Bei der näheren Beurteilung bezüglich der Frage eines technischen Defektes ist festzuhalten, dass die Sicherheit der Luftfahrzeuge zweifelsfrei oberstes Gebot bleiben muss.

 

Jedes Luftfahrtunternehmen ist verpflichtet, sämtliche von den Herstellern sowie von den Behörden vorgeschriebenen technischen Wartungsarbeiten und Überprüfungen regelmäßig durchzuführen. Diese unterliegen auch permanenten strengen Kontrollen. Durch die gewissenhafte Erfüllung der behördlichen Wartungsauflagen wird dem von der Verordnung geforderten Sorgfältigkeitsmaßstab entsprochen.

 

Frage 21:

Welche Probleme sehen Sie national bei der Vollziehung dieser EU-Verordnung?

 

Antwort:

Bei der Vollziehung der Verordnung gibt es europaweit noch Auslegungsprobleme aufgrund Unklarheiten der Verordnung.

 

Frage 22:

Welche konkreten Ergebnisse erbrachte die zit. Überprüfung der EU-Mitgliedsstaaten durch die EU-Kommission?

In welchen Mitgliedsstaaten werden die Vorgaben dieser Verordnung nicht eingehalten?

 

Antwort:

Darüber liegen mir keine näheren Informationen vor.

 

Frage 23:

Wie ist der Stand des im Einleitungstext zit. Verfahrens wegen mangelhafter Umsetzung der VO (EG) Nr. 261/2004?

 

Antwort:

In diesem Zusammenhang darf auf die Ausführungen bezüglich der ab 01. Juli 2006 in Kraft tretenden Novelle zum LFG verwiesen werden, deren Inhalt in der Antwort zu den Fragen 2,3 und 5 aufgeschlüsselt wurden.

 

Frage 24:

Welche Haltung nimmt Österreich konkret zu den angekündigten Vorschlägen der EU-Kommission hinsichtlich des weiteren Ausbaus des Konsumentenschutzes im Luftverkehr ein?

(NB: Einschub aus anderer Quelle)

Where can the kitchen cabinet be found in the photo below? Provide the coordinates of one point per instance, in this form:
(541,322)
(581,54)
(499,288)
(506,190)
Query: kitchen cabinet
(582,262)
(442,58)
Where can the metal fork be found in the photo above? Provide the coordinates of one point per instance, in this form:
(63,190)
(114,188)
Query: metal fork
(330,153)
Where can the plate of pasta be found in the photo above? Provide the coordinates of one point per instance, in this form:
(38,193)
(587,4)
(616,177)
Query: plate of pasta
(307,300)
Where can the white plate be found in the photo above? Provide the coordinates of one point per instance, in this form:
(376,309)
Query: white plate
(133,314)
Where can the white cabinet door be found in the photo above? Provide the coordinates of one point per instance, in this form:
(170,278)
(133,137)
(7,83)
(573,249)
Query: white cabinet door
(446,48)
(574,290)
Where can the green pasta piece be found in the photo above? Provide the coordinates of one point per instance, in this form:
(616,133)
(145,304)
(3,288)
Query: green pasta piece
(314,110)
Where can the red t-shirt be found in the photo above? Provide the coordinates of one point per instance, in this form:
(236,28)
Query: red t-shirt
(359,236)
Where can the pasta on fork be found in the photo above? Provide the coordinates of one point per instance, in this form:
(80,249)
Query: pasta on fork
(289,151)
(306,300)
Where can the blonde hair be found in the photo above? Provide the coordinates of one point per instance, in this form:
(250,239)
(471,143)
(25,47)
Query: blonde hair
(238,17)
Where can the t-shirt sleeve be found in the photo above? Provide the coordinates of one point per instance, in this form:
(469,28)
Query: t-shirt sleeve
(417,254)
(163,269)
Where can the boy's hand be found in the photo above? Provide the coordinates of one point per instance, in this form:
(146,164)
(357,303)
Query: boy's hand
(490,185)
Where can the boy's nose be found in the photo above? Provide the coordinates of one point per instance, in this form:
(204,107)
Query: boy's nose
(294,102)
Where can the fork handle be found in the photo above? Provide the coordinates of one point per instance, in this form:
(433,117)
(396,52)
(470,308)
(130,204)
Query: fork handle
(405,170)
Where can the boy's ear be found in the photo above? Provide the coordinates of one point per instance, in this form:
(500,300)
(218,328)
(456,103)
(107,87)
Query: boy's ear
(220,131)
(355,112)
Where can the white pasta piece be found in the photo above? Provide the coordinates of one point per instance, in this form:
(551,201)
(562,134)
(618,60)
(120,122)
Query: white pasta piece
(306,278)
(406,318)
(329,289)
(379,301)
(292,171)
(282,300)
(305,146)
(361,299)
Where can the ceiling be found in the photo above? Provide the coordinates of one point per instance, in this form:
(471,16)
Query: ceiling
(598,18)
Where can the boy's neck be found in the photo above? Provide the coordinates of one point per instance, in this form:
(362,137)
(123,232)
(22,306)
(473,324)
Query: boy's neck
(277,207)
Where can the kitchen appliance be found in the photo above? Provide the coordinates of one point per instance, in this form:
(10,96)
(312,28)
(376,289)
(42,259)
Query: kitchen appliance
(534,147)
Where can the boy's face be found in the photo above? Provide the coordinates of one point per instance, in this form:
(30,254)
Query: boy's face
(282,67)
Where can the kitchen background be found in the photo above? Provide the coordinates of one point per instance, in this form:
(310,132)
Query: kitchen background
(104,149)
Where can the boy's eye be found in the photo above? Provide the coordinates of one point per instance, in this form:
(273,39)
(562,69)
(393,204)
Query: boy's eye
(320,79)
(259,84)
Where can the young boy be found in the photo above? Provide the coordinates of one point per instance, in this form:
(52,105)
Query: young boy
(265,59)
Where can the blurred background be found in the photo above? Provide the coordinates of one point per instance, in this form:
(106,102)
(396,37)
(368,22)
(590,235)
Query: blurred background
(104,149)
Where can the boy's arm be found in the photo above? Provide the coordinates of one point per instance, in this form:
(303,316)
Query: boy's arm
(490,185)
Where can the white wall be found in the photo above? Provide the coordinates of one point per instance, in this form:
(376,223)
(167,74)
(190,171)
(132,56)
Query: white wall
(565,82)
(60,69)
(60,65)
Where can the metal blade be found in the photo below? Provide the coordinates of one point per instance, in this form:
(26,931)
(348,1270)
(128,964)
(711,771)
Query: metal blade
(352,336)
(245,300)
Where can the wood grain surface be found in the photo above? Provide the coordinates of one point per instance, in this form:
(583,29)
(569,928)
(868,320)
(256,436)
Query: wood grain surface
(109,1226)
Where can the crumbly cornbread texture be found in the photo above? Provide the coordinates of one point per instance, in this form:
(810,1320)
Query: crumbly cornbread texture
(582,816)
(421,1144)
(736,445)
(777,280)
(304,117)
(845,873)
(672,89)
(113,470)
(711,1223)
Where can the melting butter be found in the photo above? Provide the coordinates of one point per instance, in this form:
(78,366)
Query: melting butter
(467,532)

Wie ist der Stand der europäischen Diskussion?

 

Antwort:

Unter Berücksichtigung des immer freier werdenden Wettbewerbs wird es aus Sicht des bmvit als unerlässlich gesehen, auch bezüglich des Ausbaus der Konsumentenschutzinteressen verstärkte Maßnahmen zu setzen. In diesem Zusammenhang gibt es auch auf europäischer Ebene verschiedene Maßnahmenprogramme. So gehören neben der Stärkung der allgemeinen Konsumentenrechte im Sinne der zuletzt beschlossenen „Fluggastrechte-Verordnung“ auch verbesserte Rahmenbedingungen bezüglich der Beförderung von Personen mit eingeschränkter Mobilität zur Zielsetzung der EU. Diesbezüglich kam es unter britischer Präsidentschaft im zweiten Halbjahr 2005 informell zwischen dem Europäischen Parlament und dem Rat zu einer Einigung. Das Europäische Parlament hat anschließend am 14.12.2005 seine Stellungnahme in 1. Lesung abgegeben und das Abstimmungsergebnis spiegelt den Kompromiss wider.

Die Verordnung wurde anlässlich des Verkehrsministerrates am 08. Juni 2006 angenommen. Die offizielle Unterzeichnung zwischen den Präsidenten des Rates und des Europäischen Parlaments ist für den 05. Juli 2006 geplant. Die Veröffentlichung im Amtsblatt wird ca. 2 Wochen nach diesem Termin erfolgen.

Österreich hat den Vorschlag immer unterstützt und sich für eine Stärkung des Schutzes von Personen mit eingeschränkter Mobilität ausgesprochen.